Cross-Frequency Implicit Neural Representation with Self-Evolving Parameters

Implicit neural representation (INR) has emerged as a powerful paradigm for visual data representation. However, classical INR methods represent data in the original space mixed with different frequency components, and several feature encoding parameters (e.g., the frequency parameter $\omega$ or the rank $R$) need manual configurations. In this work, we propose a self-evolving cross-frequency INR using the Haar wavelet transform (termed CF-INR), which decouples data into four frequency components and employs INRs in the wavelet space. CF-INR allows the characterization of different frequency components separately, thus enabling higher accuracy for data representation. To more precisely characterize cross-frequency components, we propose a cross-frequency tensor decomposition paradigm for CF-INR with self-evolving parameters, which automatically updates the rank parameter $R$ and the frequency parameter $\omega$ for each frequency component through self-evolving optimization. This self-evolution paradigm eliminates the laborious manual tuning of these parameters, and learns a customized cross-frequency feature encoding configuration for each dataset. We evaluate CF-INR on a variety of visual data representation and recovery tasks, including image regression, inpainting, denoising, and cloud removal.
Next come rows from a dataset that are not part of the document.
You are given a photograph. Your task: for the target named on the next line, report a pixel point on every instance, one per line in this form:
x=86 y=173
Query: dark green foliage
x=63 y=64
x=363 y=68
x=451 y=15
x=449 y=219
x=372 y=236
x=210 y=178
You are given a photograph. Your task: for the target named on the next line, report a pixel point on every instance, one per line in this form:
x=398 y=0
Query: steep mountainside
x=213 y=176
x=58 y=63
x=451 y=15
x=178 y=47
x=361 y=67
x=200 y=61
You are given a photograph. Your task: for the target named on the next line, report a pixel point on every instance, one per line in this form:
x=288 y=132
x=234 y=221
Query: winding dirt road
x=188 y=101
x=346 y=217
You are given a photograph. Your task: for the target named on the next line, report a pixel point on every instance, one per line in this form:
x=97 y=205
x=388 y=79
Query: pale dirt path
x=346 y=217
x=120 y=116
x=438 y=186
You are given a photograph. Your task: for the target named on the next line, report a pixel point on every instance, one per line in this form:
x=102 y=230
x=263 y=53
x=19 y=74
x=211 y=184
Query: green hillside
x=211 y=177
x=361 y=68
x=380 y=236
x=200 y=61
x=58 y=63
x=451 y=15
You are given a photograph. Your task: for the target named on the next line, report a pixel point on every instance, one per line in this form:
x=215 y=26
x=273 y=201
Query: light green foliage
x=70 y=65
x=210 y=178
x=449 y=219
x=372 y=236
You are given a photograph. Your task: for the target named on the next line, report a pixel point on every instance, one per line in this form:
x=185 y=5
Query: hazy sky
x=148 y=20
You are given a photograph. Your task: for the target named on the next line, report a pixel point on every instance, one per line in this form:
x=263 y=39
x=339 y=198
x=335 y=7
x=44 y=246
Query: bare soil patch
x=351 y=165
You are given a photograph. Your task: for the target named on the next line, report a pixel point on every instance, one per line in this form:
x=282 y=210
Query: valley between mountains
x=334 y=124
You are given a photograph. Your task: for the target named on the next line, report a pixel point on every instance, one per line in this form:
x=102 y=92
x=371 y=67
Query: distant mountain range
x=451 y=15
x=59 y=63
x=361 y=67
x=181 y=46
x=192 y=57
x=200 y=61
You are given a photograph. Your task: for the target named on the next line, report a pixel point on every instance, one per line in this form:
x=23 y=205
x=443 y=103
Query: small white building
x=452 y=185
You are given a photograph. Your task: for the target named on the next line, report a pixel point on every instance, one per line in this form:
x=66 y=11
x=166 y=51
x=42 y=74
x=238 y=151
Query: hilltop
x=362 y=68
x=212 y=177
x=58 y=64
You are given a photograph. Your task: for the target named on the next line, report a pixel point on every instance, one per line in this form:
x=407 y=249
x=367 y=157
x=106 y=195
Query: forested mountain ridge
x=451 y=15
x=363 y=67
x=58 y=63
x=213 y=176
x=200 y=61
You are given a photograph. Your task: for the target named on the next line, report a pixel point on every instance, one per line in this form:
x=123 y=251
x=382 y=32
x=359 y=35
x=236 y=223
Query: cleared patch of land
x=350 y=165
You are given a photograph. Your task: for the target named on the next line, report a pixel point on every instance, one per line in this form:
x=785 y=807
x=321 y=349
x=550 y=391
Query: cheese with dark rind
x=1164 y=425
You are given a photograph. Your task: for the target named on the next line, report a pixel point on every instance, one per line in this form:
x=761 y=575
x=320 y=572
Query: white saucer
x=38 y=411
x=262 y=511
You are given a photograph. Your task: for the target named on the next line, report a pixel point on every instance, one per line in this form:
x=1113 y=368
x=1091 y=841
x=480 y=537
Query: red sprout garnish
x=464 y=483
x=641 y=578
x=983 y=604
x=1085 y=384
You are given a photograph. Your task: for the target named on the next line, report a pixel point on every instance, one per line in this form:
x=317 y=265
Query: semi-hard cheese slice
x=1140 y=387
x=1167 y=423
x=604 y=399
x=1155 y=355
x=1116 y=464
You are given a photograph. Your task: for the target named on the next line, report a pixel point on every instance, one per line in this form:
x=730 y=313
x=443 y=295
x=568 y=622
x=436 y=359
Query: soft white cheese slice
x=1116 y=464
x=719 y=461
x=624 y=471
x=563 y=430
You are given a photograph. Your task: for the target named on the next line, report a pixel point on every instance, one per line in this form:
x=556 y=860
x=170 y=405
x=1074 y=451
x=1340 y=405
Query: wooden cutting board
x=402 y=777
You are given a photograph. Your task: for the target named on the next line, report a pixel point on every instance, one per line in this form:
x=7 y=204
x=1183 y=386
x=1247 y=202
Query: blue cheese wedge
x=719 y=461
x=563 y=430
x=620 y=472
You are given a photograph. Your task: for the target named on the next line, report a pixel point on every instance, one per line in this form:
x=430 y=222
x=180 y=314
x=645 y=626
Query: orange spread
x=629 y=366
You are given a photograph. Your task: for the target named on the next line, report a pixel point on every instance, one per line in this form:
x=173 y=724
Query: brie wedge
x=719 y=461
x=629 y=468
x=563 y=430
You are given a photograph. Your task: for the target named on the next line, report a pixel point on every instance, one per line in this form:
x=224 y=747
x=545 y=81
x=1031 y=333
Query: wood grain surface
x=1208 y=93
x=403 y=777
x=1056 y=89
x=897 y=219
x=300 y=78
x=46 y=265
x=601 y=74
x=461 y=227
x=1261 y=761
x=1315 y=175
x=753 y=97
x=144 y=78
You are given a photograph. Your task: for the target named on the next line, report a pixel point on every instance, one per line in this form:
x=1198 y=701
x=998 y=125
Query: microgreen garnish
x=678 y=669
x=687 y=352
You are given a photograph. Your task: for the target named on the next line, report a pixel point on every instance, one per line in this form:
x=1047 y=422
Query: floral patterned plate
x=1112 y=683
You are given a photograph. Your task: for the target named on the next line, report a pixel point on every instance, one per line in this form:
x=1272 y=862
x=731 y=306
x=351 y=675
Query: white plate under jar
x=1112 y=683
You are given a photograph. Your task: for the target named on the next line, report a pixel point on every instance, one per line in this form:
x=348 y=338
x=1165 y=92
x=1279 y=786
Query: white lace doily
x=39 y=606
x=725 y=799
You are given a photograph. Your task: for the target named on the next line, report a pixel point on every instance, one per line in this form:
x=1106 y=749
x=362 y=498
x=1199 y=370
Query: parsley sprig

Extensive experiments demonstrate that CF-INR outperforms state-of-the-art methods in each case.

NeurTV: Total Variation on the Neural Domain

Recently, we have witnessed the success of total variation (TV) for many imaging applications. However, traditional TV is defined on the original pixel domain, which limits its potential. In this work, we suggest a new TV regularization defined on the neural domain. Concretely, the discrete data is continuously and implicitly represented by a deep neural network (DNN), and we use the derivatives of DNN outputs w.r.t. input coordinates to capture local correlations of data. As compared with classical TV on the original domain, the proposed TV on the neural domain (termed NeurTV) enjoys two advantages. First, NeurTV is not limited to meshgrid but is suitable for both meshgrid and non-meshgrid data. Second, NeurTV can more exactly capture local correlations across data for any direction and any order of derivatives attributed to the implicit and continuous nature of neural domain. We theoretically reinterpret NeurTV under the variational approximation framework, which allows us to build the connection between classical TV and NeurTV and inspires us to develop variants (e.g., NeurTV with arbitrary resolution and space-variant NeurTV). Extensive numerical experiments with meshgrid data (e.g., color and hyperspectral images) and non-meshgrid data (e.g., point clouds and spatial transcriptomics) showcase the effectiveness of the proposed methods.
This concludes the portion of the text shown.